# Growth rate analysis with Bioscreen or any 96-well plate

This notebook contain workflow to prepare and analyse the results of microbial growth rate in Bioscreen Honeycomb plates or any 96-well plate.

### Steps:
1. Install requirements.
2. Import raw data.
3. Prepare raw data for visualisation (numpy, pandas).
4. Visualisation of growth curves.
5. Usage of [pyphe-growthcurves made by Stephan Kamrad from Bahler Lab](https://github.com/Bahler-Lab/pyphe-growthcurves) for determination of maximal slope of growth curves and time of microbial lag phase.
6. Visualisation of max_slope and lap phase on box plots (matplotlib, seaborn).



### Requirements: 
    . numpy >= 1.8.0
    . scipy >= 0.17.0
    . pysam >= 0.8
    . matplotlib >= 1.4.0
    . seaborn
    . pytime
    . parsedatatime
    . pytimeparse

### Install requirenments:

In [None]:
!pip install -r requirements.txt

In [None]:
# Install other requierments with pip install
!pip install parsedatetime

In [None]:
!pip install pytimeparse

In [None]:
!pip install pytime

### Import libraries and moduls:

In [3]:
# Import libraries
import numpy as np
import matplotlib.pyplot as plt
import pandas as pd
import seaborn as sns
import datetime as DT
from datetime import timedelta
import parsedatetime
from pytimeparse import parse

%matplotlib inline

### Import metadata file with layout of the plate(s):

Prepare the layour in a separate file , only with the names of samples in the raws and columns as below:

In [25]:
metadata = pd.read_csv("Metadata_layout.csv", sep = ',')

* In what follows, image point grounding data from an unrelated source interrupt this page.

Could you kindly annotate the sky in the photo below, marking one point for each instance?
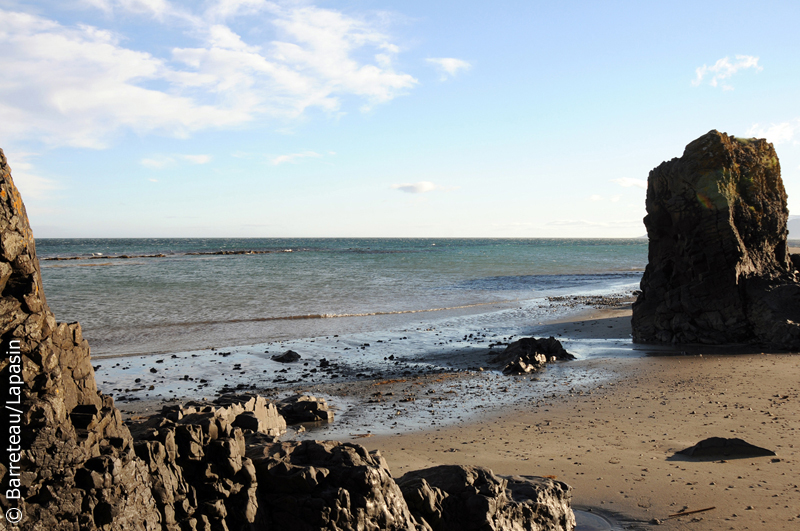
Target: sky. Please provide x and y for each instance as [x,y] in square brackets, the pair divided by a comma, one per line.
[368,118]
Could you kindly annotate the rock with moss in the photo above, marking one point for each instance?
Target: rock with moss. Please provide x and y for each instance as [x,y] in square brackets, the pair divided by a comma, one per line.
[718,270]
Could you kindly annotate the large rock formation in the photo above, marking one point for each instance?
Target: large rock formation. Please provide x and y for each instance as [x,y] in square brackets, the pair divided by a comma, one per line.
[467,498]
[719,270]
[74,465]
[78,466]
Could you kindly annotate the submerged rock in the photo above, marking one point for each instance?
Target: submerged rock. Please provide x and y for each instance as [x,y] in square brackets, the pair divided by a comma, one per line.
[718,266]
[196,467]
[77,458]
[529,354]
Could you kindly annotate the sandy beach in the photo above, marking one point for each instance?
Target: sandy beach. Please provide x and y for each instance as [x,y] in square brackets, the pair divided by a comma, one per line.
[613,437]
[615,444]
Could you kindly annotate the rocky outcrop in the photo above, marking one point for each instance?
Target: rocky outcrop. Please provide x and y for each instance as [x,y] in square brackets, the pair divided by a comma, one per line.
[304,408]
[718,266]
[77,461]
[327,485]
[74,465]
[465,498]
[530,354]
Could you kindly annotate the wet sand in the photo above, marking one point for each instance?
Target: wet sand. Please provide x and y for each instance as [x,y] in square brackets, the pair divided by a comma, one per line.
[615,444]
[608,424]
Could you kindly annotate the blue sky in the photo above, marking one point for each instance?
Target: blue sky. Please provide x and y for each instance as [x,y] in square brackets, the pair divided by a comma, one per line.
[135,118]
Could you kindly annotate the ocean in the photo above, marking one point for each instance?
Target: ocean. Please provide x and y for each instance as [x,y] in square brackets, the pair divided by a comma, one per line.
[155,296]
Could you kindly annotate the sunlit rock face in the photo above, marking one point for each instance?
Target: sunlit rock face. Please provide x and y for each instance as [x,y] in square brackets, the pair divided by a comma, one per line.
[201,467]
[78,467]
[719,270]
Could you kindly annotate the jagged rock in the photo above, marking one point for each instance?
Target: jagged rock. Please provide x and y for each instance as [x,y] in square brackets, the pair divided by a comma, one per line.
[202,467]
[290,356]
[719,270]
[530,354]
[77,458]
[304,408]
[464,498]
[328,485]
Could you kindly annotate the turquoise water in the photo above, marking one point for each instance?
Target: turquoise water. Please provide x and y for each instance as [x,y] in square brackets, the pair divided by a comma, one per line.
[294,288]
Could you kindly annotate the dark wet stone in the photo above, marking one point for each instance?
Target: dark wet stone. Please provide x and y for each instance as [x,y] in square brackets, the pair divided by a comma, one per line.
[723,447]
[290,356]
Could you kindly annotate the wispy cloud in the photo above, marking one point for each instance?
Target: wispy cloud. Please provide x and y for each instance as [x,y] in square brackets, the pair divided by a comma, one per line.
[420,187]
[448,66]
[162,161]
[781,133]
[80,85]
[622,223]
[294,156]
[26,177]
[197,159]
[627,182]
[724,69]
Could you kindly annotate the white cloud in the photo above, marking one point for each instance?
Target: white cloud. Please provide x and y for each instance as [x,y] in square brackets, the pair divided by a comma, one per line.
[627,182]
[162,161]
[197,159]
[29,183]
[420,187]
[294,156]
[157,163]
[781,133]
[724,68]
[449,66]
[80,85]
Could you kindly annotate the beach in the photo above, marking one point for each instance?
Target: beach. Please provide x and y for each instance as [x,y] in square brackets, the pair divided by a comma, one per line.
[612,438]
[615,445]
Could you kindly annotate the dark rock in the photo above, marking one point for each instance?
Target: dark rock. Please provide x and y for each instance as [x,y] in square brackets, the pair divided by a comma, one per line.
[328,485]
[304,408]
[530,354]
[719,270]
[67,424]
[194,467]
[290,356]
[462,498]
[717,447]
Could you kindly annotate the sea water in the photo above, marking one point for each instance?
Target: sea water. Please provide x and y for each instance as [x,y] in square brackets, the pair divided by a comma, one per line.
[200,295]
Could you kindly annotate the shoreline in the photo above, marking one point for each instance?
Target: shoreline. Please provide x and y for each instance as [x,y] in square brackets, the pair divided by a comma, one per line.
[613,439]
[615,444]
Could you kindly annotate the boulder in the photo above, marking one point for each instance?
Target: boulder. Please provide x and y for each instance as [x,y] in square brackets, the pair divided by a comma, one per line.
[718,267]
[195,467]
[529,354]
[77,457]
[328,485]
[304,408]
[468,498]
[719,447]
[290,356]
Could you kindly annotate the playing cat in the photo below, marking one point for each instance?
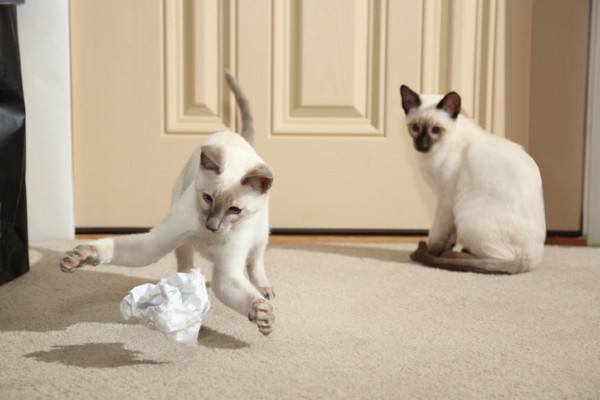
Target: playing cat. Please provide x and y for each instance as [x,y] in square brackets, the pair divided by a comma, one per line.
[488,189]
[219,207]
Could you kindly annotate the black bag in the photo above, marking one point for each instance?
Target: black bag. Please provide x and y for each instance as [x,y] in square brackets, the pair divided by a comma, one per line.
[14,257]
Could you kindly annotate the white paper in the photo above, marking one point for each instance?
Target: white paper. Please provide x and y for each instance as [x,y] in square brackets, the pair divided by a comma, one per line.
[175,306]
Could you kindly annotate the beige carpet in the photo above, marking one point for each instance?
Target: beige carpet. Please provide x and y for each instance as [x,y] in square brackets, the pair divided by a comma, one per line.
[353,321]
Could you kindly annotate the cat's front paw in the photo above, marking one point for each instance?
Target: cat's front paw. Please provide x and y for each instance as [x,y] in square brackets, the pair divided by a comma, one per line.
[78,257]
[267,292]
[262,314]
[421,250]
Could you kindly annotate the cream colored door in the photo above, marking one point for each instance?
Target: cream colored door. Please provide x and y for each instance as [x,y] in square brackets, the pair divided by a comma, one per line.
[322,77]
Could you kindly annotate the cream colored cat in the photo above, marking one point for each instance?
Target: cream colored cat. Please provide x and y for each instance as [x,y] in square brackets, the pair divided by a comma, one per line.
[220,207]
[488,189]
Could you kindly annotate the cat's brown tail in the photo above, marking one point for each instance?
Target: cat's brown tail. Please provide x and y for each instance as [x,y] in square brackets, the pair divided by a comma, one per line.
[247,131]
[454,261]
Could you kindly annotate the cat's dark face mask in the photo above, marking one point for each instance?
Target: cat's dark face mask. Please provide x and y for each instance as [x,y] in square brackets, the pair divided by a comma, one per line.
[423,141]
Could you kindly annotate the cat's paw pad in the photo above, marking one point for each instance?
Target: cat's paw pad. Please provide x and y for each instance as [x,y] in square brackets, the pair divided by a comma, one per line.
[262,314]
[78,257]
[267,292]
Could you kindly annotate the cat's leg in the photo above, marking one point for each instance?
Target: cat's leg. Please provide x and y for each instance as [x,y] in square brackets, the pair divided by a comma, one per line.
[442,235]
[256,271]
[185,257]
[132,250]
[235,291]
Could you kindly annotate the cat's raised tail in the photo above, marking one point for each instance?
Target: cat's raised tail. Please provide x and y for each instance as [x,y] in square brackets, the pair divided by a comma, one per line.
[247,131]
[465,262]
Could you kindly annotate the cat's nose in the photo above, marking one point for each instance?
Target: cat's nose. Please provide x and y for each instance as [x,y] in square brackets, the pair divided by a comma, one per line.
[213,224]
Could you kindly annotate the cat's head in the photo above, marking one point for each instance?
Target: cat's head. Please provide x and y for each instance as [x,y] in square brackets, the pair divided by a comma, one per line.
[429,118]
[231,187]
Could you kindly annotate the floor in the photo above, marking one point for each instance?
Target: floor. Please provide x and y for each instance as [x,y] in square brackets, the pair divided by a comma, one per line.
[552,240]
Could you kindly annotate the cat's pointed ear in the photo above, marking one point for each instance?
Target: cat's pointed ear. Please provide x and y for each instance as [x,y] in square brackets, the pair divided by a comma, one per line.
[211,158]
[410,99]
[451,104]
[260,178]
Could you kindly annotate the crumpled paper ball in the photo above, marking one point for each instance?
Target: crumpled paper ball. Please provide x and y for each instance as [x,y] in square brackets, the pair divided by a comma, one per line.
[175,306]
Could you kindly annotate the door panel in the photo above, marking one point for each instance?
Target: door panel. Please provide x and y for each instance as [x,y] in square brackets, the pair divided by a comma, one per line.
[322,77]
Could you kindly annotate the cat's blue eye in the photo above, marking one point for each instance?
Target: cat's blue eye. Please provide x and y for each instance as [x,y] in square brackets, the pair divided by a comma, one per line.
[235,210]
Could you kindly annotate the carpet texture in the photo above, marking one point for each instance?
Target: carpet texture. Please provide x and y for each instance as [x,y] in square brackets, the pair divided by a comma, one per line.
[352,321]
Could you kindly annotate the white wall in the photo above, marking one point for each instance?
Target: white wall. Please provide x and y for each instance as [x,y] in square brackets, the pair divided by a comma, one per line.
[44,45]
[592,217]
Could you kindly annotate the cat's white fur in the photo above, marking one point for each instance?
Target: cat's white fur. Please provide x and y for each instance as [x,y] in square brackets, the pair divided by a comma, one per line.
[234,177]
[489,195]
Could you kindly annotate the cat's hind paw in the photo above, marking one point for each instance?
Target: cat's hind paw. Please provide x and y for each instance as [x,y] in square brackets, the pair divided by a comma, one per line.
[78,257]
[262,314]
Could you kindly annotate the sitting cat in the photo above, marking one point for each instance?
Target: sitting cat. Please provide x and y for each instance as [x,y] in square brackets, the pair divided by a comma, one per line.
[488,189]
[219,207]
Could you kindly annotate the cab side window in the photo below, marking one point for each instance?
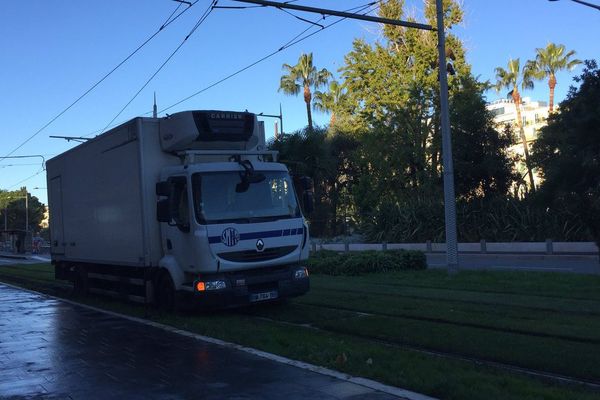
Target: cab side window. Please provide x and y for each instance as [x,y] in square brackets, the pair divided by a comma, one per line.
[181,207]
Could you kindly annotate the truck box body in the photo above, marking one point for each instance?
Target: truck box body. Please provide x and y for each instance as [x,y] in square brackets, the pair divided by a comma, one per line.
[103,197]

## Function to look at the head of DataFrame (only first 5 rows):
# metadata.head() 

### Import the file with layout prepared beforehand:

In [26]:
metadata = pd.read_csv("Metadata_example_results_dots.csv", sep = ',')

### This step will make one column with the names of the samples from all columns in the layout:

In [27]:
column_names = pd.concat([metadata[col_name] for col_name in metadata.columns],ignore_index=True)

### Import the raw results and change index (the first row) to the names of the samples: 

In [28]:
## Import raw data as raw_results_d:
raw_results_d = pd.read_csv("raw_results_example.csv", sep=';')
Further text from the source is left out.